Why can’t we talk? It’s the interference

Why can’t we talk? It’s the interference

Under the current FCC requirement, public safety mobiles and portables used as close as 350 feet from a wireless base station antenna could lose communications
  • Written by Urgent Communications Administrator
  • 1st March 2001

Under the current FCC requirement, public safety mobiles and portables used as close as 350 feet from a wireless base station antenna could lose communications with the public safety system as much as 30% of the time.

See the towers on the ridge in the distance?

Notice the silhouette of the short wireless tower in the foreground?

To cover a large area, public safety radio communications systems use a limited number of base station antennas placed in locations with commanding views, such as tall towers, skyscrapers and ridges. Wireless telephone systems use base station antennas placed on short towers, rooftops and other locations with limited views, and they use a great number of them to cover a large area.

Therein lies a conflict.

Public safety radios used at a distance from their base station antennas have to be sensitive enough to pick up comparatively weak signals and selective enough to reject interference on nearby frequencies. As selective as some of these radios may be, they cannot reject unwanted signals that come in directly on public safety frequencies.

Some wireless base station antennas emit radio signals directly on these public safety frequencies. Even though the signals may be small, when the public safety radios are used in close proximity to the wireless base station antennas and at a distance from their own base station antennas, the wireless signals block reception on the public safety radios.

The Phoenix Police Department is among those affected by interference from wireless base stations. The department’s mobile data terminals sometimes don’t work when they are close to wireless base station antennas.

Key problem areas include street intersections where officers often aid victims of vehicle collisions and where wireless carriers commonly place base station antennas to serve the driving public.

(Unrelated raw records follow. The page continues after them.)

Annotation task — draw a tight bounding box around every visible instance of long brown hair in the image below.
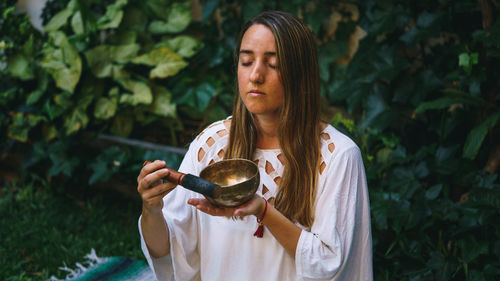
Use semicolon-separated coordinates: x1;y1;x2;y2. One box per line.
225;11;321;227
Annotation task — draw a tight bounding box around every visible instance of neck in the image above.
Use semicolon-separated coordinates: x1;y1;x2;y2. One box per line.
255;113;280;149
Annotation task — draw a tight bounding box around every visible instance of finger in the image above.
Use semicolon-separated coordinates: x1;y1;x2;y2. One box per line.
137;160;166;182
141;183;176;200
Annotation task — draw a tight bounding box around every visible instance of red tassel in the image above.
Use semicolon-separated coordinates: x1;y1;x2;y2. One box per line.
253;223;264;238
253;198;267;238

“When the mobile data terminals don’t work, the officers drive on, and when they can, they retry,” said Melvin G. Weimeister, police telecommunications superintendent for the department’s Computer Services Bureau. “The way we determine that they’re not working is by driving through an intersection and sending a message. If the terminals don’t receive an acknowledgement after making three tries automatically, it lets you know.”

Priority radio calls

The mobile data terminals carry the department’s “Priority Two” information about crime and accident victims and “Priority Three” information about crime history. The city’s antiquated voice radio system handles “Priority One” calls about crimes in progress.

“We’ll voice other calls, too, when it’s necessary to make other officers aware,” Weimeister said. “We make unit-specific calls on the mobile data terminals.”

The Phoenix voice radio system is unaffected by interference of the same kind because it uses a different frequency that is widely separated from those used by wireless base stations. In the face of the city’s growth, the voice system has enough additional problems and limitations to require replacement.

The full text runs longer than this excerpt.